While only Trump’s doctors can officially diagnose him with chronic fatigue syndrome or some other exhaustion-related condition, it’s clear to anyone with eyes and a news feed that he is, in fact, tired. You can’t blame the guy: Between firing James Comey, keeping secrets from Mike Pence and Jeff Sessions, and spilling national intelligence to the Russians, he’s had a hell of a week.
Even White House officials admit it’s wearing on him: On Monday, the second day of his trip to Saudi Arabia, Trump skipped an event on social media and terrorism, sending his daughter Ivanka in his stead, because of “exhaustion.”
When asked by reporters why Trump went off-script to talk about Islamist terrorism in a speech to Middle East leaders, a White House official said: “Just an exhausted guy.”
And in the Monday edition of The Daily, the New York Times White House chief correspondent Peter Baker, commenting on Trump’s Islamic/Islamist gaffe, said, “He uses both of them at different points in the sentence because I think he’s a little tired. He tripped up.”
The Guardian reports that Trump is a “reluctant traveler” and was not looking forward to the trip.
Trump is reported to be dreading the trip and to have inquired unsuccessfully if it could be shortened. He is a reluctant globe-trotter. Given the experience so far of the National Security Council and the state department, he is unlikely to read briefing notes longer than a page.
If Trump is suffering from fatigue, he can count it as another thing he has in common with the rest of America. Fatigue takes both acute and chronic forms and is a common complaint among the general population. The former type is the sort of tiredness that usually results after an experience that’s especially physically or emotionally taxing; in a 2015 article in Biological Psychology, researchers, defining fatigue as a “subjective state of exhaustion, tiredness, weakness, and lack of energy that impairs daily activities,” showed evidence for a link between stress and next-day fatigue that was linked by the quality of a person’s sleep. Preventing stress and intervening in sleep-stress cycles, the researchers write, can usually remedy acute fatigue. If this is what he is suffering from, it would probably not hurt for Trump to try getting more than his usual four hours of sleep.

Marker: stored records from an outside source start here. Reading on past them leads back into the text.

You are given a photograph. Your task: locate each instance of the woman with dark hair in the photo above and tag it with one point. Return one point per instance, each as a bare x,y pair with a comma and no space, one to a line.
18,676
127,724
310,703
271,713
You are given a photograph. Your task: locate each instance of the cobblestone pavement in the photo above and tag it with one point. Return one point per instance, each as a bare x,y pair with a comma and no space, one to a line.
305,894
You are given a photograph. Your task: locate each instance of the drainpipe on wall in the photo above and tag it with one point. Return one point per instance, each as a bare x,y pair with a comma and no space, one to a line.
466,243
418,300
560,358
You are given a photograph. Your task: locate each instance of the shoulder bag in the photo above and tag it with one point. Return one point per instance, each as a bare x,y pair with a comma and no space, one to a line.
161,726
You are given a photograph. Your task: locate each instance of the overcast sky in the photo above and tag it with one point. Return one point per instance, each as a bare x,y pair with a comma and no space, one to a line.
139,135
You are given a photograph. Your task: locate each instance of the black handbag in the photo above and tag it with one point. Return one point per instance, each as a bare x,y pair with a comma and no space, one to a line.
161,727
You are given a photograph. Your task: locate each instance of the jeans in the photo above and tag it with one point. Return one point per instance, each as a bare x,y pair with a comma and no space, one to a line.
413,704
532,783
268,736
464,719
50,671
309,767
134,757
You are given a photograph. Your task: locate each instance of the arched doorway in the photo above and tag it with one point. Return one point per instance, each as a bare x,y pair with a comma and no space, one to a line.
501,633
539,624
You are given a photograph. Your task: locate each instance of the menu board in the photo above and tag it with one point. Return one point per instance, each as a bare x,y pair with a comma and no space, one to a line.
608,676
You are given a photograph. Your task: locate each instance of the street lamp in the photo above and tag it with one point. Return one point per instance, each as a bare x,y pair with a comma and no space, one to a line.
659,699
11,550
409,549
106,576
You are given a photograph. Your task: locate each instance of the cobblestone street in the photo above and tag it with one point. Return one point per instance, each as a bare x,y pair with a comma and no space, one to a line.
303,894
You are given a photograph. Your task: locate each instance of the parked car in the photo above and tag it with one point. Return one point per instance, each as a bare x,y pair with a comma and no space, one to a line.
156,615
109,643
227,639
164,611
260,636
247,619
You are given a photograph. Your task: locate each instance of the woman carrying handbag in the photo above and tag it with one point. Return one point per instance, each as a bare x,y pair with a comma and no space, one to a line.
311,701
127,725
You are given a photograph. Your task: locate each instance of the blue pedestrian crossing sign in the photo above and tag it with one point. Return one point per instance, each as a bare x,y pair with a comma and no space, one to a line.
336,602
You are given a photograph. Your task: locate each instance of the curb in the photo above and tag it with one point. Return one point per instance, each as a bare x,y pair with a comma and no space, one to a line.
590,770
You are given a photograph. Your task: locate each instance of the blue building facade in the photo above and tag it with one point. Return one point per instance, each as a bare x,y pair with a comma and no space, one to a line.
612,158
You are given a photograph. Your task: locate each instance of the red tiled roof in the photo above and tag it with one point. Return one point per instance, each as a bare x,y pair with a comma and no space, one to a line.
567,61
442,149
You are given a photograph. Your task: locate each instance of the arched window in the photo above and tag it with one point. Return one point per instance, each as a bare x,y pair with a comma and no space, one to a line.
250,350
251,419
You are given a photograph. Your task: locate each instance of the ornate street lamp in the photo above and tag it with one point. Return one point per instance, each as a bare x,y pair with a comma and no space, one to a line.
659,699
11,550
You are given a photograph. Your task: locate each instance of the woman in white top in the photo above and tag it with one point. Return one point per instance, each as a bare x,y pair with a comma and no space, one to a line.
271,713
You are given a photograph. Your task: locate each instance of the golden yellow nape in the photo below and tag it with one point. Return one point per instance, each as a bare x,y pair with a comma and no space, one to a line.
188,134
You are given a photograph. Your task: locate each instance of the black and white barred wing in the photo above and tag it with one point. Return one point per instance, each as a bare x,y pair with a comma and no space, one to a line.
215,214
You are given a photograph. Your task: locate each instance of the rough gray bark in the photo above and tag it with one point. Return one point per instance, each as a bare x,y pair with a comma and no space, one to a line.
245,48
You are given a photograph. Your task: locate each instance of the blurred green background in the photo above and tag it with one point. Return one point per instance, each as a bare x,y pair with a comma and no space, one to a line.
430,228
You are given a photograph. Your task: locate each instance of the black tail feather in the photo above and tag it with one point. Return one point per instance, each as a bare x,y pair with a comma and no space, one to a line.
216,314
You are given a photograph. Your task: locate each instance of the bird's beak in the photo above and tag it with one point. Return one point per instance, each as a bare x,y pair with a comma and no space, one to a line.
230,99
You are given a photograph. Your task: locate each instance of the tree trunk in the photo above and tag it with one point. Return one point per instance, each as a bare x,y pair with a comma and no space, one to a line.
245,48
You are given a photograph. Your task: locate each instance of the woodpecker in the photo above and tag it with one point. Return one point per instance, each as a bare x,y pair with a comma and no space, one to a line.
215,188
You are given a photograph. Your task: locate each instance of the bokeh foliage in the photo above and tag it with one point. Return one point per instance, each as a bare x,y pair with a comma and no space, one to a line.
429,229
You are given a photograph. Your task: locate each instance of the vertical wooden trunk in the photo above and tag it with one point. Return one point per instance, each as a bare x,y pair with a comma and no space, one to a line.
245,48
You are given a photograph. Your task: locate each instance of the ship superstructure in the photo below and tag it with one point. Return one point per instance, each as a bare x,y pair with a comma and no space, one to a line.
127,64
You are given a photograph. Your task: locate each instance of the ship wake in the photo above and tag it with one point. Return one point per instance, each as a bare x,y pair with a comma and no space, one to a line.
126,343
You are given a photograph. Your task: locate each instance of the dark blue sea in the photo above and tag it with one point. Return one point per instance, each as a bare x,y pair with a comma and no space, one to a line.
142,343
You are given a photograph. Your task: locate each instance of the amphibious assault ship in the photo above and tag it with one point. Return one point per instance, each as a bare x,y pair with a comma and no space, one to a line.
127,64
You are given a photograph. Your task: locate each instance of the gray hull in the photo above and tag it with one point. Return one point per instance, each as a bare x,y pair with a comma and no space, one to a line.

And then there is chronic fatigue syndrome, a more serious, long-term condition affecting over 1 million Americans. It is, according to the Centers for Disease Control and Prevention, also not particularly well understood and has a lot of overlap with other conditions, so it’s hard to diagnose. All we know is that it’s the kind of tiredness that won’t go away after taking a nap and lasts for six months or more. It manifests in different ways, both physical and mental. In addition to feeling joint and muscle pain, people with chronic fatigue syndrome tend to have sleep problems, headaches, and issues with memory and concentration.
It remains to be seen whether Trump’s medical team will acknowledge his exhaustion — or what they will do to mitigate the effects it’s having on his performance. Common treatments for fatigue include balancing the patient’s diet, introducing moderate exercise, and improving their sleeping habits. Given Trump’s appetite for fast food, belief that a round of golf is sufficient exercise, and the aforementioned lack of sleep, his doctors will likely have their work cut out for them.
As for reducing the stress that might be making him so tired? Given the epic string of controversies he’ll return to when he’s finished touring the Middle East, running the country — which he thought “would be easier” — is unlikely to get any less difficult from here.
Trump famously said in the days before the election that his supporters “would get so tired of winning,” but it seems that Trump is now just plain tired.